SECURITY
We are built to hold as little of your sensitive data as possible.
This page describes what ResidencyIQ does today, plainly, including where our security program is still incomplete. Where something is on the roadmap rather than live, we say so.
The pointer + fingerprint model
Your documents can stay where they already are: your Google Drive, your Dropbox, your CPA’s office. Instead of taking custody of the file, ResidencyIQ can store a reference to where it lives and a cryptographic fingerprint (SHA-256) of the details you provide about it.
Live today
Reference-level fingerprinting.
When you log a document by reference (its storage provider, location, and the details you enter about it) instead of uploading it, we compute a SHA-256 fingerprint of that reference record and timestamp it. This proves what you asserted, and when, without our ever holding the file.
On the roadmap, not live yet
Content-level fingerprinting.
Fingerprinting the actual bytes of a file you link from Google Drive or Dropbox, so we can prove the document’s content itself hasn’t changed and not just that you referenced it, requires a direct integration (Drive Picker, Dropbox API) we have not shipped yet. Until it ships, treat today’s fingerprint as evidence of what was asserted and when, not as proof the linked file’s contents are unaltered.
Tamper-evidence
A fingerprint is only as trustworthy as the clock it’s attached to. If the only record of when a fingerprint was created lives in our own database, you’re trusting us not to have altered it. That’s a real limitation, and we’d rather name it than gloss over it.
Live today
Fingerprint + timestamp, in our system of record.
Every evidence fingerprint is stored with a creation timestamp in our production database, protected by the access controls and encryption described below.
Live today
Independent, blockchain-anchored timestamping.
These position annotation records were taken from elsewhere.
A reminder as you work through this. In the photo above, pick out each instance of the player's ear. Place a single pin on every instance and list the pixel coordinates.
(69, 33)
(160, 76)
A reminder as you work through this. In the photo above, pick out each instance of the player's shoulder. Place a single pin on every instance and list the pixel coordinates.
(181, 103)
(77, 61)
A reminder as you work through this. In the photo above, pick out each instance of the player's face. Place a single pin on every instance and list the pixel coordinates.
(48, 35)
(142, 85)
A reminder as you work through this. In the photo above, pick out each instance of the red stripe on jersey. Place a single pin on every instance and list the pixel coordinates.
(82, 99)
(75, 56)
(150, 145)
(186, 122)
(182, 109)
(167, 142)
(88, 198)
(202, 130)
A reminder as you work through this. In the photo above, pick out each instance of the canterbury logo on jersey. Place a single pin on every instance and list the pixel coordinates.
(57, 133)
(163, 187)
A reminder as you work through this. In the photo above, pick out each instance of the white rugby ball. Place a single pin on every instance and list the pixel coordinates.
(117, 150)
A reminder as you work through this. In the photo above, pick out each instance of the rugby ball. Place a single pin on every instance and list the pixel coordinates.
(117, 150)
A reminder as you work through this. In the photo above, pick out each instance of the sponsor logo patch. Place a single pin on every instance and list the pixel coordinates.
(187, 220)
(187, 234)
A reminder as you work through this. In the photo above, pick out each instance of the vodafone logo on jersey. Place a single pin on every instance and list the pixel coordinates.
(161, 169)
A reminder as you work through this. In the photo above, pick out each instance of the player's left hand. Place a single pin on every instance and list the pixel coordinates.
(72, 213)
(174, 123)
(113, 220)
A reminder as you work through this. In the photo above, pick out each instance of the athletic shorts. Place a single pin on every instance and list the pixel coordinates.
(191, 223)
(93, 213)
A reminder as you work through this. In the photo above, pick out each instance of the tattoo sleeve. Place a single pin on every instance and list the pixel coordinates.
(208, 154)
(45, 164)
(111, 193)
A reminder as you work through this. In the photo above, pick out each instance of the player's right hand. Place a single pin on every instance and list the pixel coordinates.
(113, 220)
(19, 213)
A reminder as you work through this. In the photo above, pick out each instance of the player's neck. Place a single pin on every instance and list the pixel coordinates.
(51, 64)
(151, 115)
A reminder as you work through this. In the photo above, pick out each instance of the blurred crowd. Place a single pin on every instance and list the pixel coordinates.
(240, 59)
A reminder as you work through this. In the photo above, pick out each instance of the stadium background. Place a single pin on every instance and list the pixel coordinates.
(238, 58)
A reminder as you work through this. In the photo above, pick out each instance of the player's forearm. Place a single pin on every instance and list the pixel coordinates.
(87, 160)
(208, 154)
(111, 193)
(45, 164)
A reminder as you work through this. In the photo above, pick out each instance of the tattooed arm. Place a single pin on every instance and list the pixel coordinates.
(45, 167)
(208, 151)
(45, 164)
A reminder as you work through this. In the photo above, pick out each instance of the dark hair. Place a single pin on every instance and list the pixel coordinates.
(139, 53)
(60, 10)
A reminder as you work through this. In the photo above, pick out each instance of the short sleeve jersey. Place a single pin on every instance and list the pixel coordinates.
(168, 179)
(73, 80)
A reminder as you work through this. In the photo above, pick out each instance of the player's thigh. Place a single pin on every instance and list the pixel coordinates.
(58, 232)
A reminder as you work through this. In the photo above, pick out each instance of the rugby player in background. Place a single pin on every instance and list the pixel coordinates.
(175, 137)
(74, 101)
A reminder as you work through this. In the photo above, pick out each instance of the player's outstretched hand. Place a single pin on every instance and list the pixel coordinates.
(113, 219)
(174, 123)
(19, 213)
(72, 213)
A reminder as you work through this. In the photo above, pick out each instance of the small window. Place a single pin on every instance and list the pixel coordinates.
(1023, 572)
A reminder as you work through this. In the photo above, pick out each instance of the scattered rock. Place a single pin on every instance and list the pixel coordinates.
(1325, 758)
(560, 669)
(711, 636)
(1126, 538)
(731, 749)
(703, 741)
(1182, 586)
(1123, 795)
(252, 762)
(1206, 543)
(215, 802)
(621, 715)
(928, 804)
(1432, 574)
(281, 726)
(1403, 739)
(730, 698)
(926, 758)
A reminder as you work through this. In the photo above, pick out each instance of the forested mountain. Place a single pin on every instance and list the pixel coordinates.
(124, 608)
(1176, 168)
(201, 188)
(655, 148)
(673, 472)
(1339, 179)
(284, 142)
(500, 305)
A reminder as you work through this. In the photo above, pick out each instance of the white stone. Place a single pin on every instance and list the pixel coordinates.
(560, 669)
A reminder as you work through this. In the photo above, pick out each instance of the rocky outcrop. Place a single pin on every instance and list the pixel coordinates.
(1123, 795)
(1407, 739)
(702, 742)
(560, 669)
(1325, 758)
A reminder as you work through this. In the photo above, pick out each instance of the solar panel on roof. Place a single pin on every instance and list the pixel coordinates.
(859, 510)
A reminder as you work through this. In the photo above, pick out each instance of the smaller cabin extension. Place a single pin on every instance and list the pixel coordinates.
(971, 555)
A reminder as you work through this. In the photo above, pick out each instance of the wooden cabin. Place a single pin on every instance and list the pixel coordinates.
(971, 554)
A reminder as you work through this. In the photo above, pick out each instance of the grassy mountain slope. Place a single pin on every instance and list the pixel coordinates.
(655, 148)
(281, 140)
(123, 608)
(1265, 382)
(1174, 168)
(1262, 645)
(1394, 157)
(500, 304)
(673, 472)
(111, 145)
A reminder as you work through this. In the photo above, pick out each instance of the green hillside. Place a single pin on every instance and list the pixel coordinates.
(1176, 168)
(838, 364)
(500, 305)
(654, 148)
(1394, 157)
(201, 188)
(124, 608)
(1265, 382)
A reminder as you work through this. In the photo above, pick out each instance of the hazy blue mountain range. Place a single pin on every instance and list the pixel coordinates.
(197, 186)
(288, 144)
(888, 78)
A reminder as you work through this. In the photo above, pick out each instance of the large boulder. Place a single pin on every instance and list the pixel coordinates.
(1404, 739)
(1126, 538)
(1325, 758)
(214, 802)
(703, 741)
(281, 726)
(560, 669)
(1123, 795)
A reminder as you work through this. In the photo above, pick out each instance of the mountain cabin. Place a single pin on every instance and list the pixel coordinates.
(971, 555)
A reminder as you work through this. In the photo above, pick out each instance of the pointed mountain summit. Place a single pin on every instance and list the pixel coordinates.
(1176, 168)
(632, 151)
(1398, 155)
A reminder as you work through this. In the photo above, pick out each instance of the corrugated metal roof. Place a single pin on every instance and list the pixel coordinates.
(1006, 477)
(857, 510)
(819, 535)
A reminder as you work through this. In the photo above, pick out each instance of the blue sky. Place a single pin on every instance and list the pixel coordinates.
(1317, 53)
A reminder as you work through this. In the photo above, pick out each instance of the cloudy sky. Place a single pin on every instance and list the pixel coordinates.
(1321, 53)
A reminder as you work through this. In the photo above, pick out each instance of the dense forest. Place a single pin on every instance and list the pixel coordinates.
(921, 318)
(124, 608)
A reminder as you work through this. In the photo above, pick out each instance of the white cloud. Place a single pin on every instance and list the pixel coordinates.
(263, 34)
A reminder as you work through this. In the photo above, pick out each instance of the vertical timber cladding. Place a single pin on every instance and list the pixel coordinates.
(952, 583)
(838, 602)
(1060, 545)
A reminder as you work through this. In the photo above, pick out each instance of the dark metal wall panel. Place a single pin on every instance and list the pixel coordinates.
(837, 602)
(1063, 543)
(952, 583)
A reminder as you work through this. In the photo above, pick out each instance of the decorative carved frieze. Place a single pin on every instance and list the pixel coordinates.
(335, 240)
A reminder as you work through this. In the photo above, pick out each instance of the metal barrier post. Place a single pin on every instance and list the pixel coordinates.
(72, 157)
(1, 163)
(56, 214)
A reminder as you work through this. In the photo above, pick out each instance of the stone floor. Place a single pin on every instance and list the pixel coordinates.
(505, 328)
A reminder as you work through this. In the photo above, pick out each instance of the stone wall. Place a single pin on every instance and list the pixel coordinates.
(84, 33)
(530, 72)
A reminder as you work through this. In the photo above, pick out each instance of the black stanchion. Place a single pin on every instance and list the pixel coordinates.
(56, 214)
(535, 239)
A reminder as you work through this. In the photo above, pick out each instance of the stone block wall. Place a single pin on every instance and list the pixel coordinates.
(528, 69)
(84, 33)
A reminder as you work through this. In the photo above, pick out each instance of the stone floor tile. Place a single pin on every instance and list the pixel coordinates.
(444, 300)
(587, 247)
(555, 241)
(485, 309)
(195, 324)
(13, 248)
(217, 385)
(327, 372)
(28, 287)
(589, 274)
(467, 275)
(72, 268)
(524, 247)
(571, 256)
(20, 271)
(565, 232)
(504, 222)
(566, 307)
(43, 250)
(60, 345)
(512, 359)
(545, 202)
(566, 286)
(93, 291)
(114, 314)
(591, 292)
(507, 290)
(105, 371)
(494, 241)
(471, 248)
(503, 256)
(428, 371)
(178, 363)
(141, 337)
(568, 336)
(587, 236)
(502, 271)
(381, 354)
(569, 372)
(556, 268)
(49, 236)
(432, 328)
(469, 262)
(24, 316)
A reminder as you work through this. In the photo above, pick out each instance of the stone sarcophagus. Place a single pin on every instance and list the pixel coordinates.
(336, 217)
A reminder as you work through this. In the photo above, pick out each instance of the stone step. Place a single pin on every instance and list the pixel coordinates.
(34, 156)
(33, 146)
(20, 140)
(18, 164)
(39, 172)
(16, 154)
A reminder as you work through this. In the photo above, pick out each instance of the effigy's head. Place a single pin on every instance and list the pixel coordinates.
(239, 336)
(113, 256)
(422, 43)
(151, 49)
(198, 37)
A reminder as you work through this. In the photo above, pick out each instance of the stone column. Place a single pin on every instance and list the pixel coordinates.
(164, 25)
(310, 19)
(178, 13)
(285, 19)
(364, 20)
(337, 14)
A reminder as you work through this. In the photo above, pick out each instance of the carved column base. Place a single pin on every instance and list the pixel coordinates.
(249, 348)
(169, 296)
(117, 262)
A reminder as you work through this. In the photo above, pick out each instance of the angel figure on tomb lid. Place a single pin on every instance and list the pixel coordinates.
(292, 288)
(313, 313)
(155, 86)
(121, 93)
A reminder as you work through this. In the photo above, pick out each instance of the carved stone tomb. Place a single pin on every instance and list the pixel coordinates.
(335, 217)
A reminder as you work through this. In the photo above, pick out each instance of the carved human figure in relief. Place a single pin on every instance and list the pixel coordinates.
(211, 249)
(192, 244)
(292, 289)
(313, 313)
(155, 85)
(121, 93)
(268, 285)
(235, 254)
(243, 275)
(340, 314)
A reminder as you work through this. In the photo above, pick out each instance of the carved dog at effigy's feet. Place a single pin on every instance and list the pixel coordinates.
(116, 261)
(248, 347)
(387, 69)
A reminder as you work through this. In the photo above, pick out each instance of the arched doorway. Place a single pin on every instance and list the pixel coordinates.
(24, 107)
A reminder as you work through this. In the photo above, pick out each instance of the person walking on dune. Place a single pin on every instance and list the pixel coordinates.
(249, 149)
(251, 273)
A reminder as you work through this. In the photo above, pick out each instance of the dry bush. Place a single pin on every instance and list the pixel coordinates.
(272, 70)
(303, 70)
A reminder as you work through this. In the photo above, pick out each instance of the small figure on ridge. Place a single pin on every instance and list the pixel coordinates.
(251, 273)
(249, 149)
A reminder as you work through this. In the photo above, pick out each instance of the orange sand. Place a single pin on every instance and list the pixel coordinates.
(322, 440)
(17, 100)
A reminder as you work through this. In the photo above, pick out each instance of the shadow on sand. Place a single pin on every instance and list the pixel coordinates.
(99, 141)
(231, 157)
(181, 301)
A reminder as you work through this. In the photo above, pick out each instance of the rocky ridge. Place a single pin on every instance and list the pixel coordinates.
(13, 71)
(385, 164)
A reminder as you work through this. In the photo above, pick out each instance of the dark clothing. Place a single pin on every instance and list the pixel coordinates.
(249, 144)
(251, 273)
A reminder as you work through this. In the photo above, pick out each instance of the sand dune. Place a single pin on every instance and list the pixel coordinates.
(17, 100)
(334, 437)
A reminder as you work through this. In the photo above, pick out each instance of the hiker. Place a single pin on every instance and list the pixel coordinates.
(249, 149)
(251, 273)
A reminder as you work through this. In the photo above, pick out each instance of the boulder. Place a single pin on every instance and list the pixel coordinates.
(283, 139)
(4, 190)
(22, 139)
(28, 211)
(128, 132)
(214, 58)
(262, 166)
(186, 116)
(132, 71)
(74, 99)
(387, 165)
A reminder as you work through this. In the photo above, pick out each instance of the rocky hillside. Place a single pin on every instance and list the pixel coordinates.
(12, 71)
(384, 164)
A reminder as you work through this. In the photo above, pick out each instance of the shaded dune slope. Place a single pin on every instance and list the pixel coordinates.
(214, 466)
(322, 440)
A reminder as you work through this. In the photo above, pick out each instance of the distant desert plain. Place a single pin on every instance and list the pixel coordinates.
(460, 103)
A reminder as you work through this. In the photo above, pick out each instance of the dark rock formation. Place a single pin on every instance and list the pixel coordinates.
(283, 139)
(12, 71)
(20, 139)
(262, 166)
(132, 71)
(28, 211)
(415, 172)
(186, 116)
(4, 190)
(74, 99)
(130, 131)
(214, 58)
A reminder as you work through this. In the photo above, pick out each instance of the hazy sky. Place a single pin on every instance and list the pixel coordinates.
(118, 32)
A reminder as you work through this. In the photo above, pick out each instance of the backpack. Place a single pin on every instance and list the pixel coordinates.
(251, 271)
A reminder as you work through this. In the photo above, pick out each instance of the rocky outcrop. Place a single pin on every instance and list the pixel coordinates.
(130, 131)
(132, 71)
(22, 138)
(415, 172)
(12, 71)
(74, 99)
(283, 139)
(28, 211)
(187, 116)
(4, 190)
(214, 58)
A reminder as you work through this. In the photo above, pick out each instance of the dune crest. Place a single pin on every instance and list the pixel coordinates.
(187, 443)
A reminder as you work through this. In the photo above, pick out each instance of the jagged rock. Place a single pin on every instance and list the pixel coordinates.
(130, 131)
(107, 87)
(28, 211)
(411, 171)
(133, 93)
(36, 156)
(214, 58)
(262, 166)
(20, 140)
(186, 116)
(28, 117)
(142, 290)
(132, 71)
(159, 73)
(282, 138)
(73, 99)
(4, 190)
Nightly, we aggregate new evidence fingerprints into a Merkle tree and anchor the resulting root to two independent timestamp services: OpenTimestamps (blockchain-anchored) and an RFC 3161 timestamp authority. Neither we nor you can silently backdate or alter a record after that point. Every year-end report includes a verification link, so anyone, including your CPA or an auditor, can check it independently.
Infrastructure and Vendors
What we run on, and who we trust it to.
Encryption in transit
All traffic to residencyiq.app is served over TLS.
Encryption at rest
Application data is stored in a managed Postgres database (Render) with encryption at rest.
Authentication
Clerk, a SOC 2 Type II–audited identity provider. We do not store your password.
Payments
Stripe, a PCI-DSS Level 1 certified payment processor. We never see or store your full card number.
Hosting
Render.
Bank connections (planned, not yet live)
When available, bank and card transaction data will connect read-only through Plaid’s standard token-exchange flow. We will never receive or store your banking credentials.
Compliance Roadmap
Where we stand, without the badges we haven’t earned.
SOC 2
Not started
We have not engaged an auditor and have no SOC 2 report today. A formal audit is on our roadmap as ResidencyIQ scales past early access; we will update this page the day that changes, not before.
FTC Safeguards Rule
Self-assessed program
We are not a financial institution, but we design our administrative, technical, and physical safeguards to align with the Safeguards Rule’s risk-based standard. This is a self-assessment, not a third-party certification.
CCPA / CPRA sensitive data rights
Live today
Precise geolocation is treated as Sensitive Personal Information for every user, with a working Limit-the-Use request path.
Your data, on your terms
Export your evidence and records from your workspace at any time. If you cancel your subscription, you have 90 days to complete an export before evidence records become subject to deletion under our retention schedule.
You can also request deletion of your evidence records earlier than our standard retention period. We’ll walk you through the consequences first: deleted evidence can’t be reconstructed if a state later audits a tax year that record would have supported, so we’ll ask you to confirm you understand before we proceed.
Read our full retention and deletion policy →Found a security issue?
If you believe you’ve found a vulnerability in ResidencyIQ, please report it to us directly before disclosing it publicly. We will acknowledge your report and work with you in good faith to understand and address it.
security@residencyiq.app
Disclaimer
ResidencyIQ is not a law firm, CPA firm, or tax advisor, and this page is not a security certification, audit report, or legal representation. It describes our current practices as of the date this page was last updated and will be revised as our infrastructure and compliance program change.